Murieron en Iraq hace unas semanas. No sé si cuando esto se publique habrá alguno más. En cualquier caso, españoles o no, seguirán muriendo; en ésta o en la siguiente guerra. Eso nada tiene que ver con la ingenuidad de quienes sueñan con un mundo perfecto, ni con la obscena demagogia de quienes convierten en votos cada niño quemado y cada muerte. Ninguna guerra es la última, porque el ser humano es un perfecto canalla. Y para contar lo más brutal de esa infame condición humana, seguirán muriendo periodistas.
No conocía a Julio Anguita Parrado ni a José Couso. Eran jóvenes, y yo me jubilé después de los Balcanes; donde, por cierto, enterramos a cincuenta y seis colegas. No sé qué llevó a Julio y José hasta el misil o la granada que los mató, aunque puedo imaginarlo. En cuanto a por qué murieron, debo decir lo que creo: que murieron porque querían estar allí. Fueron voluntarios a un lugar peligroso, y el padre de Julio Anguita lo resumió con una entereza admirable: "Mi hijo murió cumpliendo con su deber". Punto. Hacían un trabajo duro, y salió su número. En la lotería donde se combinan el azar y las leyes de la balística, les tocó a ellos. Suma y sigue. El resto es demagogia y literatura.

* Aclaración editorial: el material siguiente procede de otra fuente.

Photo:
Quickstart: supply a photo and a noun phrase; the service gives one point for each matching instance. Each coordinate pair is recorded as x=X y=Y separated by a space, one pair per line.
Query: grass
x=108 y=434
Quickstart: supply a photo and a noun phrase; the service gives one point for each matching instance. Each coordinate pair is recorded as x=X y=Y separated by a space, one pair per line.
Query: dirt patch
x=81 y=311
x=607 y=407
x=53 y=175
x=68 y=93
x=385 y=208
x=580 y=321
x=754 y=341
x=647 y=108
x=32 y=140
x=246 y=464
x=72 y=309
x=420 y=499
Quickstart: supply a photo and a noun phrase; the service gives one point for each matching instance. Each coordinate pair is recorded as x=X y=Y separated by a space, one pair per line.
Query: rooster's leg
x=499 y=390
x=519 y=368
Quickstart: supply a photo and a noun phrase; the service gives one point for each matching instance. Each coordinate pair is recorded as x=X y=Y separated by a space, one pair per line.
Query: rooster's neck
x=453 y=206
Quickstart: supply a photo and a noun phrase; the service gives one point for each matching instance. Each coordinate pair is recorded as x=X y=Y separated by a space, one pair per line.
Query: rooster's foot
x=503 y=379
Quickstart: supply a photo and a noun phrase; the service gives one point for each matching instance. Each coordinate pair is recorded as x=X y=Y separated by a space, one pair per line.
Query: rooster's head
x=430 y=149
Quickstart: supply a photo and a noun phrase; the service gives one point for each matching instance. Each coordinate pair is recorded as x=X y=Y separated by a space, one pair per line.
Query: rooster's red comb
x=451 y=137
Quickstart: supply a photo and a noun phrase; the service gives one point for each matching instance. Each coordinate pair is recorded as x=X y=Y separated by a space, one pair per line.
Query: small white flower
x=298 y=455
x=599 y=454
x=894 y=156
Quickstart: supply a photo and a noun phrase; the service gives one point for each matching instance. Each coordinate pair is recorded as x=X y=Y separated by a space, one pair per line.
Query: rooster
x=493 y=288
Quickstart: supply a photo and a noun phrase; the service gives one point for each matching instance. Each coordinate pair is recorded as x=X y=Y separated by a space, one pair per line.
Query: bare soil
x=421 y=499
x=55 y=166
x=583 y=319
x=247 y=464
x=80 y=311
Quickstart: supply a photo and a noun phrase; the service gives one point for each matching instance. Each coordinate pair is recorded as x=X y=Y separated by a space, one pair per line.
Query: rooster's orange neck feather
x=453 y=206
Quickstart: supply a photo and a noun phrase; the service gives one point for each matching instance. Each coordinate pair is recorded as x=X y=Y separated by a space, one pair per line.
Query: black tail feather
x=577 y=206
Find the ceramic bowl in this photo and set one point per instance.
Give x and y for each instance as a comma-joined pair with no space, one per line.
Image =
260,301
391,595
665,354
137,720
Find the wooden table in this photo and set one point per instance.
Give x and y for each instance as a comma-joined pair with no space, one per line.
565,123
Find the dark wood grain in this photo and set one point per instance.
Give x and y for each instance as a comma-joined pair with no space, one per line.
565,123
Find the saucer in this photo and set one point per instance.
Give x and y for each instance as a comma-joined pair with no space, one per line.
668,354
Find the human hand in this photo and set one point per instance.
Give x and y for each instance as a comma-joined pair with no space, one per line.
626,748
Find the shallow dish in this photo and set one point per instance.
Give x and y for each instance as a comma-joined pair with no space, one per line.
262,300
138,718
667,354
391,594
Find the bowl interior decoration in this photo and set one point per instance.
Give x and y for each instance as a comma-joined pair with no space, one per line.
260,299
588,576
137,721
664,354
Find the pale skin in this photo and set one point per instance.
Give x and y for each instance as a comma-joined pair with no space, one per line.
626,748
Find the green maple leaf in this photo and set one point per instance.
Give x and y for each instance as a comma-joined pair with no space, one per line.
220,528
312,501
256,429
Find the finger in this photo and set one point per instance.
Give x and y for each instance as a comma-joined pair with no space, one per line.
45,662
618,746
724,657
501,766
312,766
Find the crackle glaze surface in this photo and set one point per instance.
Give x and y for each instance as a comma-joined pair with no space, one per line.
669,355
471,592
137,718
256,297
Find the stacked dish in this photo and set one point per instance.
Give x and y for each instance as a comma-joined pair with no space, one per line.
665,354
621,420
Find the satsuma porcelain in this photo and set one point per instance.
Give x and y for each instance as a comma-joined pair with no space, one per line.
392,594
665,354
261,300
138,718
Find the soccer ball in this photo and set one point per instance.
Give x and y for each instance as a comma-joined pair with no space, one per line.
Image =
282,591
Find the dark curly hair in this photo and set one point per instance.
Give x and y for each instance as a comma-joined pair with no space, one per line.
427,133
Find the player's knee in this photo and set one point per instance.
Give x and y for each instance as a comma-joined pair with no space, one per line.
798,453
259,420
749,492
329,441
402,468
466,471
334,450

Por qué estaban allí, supongo que es la pregunta. Por qué cerca de la línea de fuego, como Julio, o filmando asomado a una ventana en plena batalla, como José. No por dinero, desde luego. Ni por amor desaforado a la información y a la verdad. Tampoco, como he oído decir estos días, por amor a la humanidad, para detener con su testimonio las guerras. La milonga del periodista buen samaritano es una tontería. Ni siquiera Miguel Gil Moreno, a quien han estado a punto de beatificar desde que cascó en Sierra Leona, iba por eso. Uno ayuda, claro. Lo hace cuando puede. Incluso a veces piensa que su trabajo puede cambiar algo. Pero de ahí a que un reportero sea un filántropo media un abismo. En veintiún años de oficio no encontré ninguno así. Al contrario. Nunca conocí a un reportero que al sonar el primer cañonazo no sintiera la excitación, el hormigueo, de quien empieza una aventura peligrosa y fascinante. Luego vienen los años, la reflexión y la experiencia. Te asustas y no vuelves; lo sigues, y te matan o te haces una reputación. Mientras, en tu corazón cambian algunas cosas. Descubres responsabilidades y remordimientos. Pero eso ocurre después. Digan lo que digan quienes no tienen ni idea del asunto, lo que lleva a un periodista a sus primeros campos de batalla es poder decir: estuve allí. Pasé la más dura reválida de mi perro oficio.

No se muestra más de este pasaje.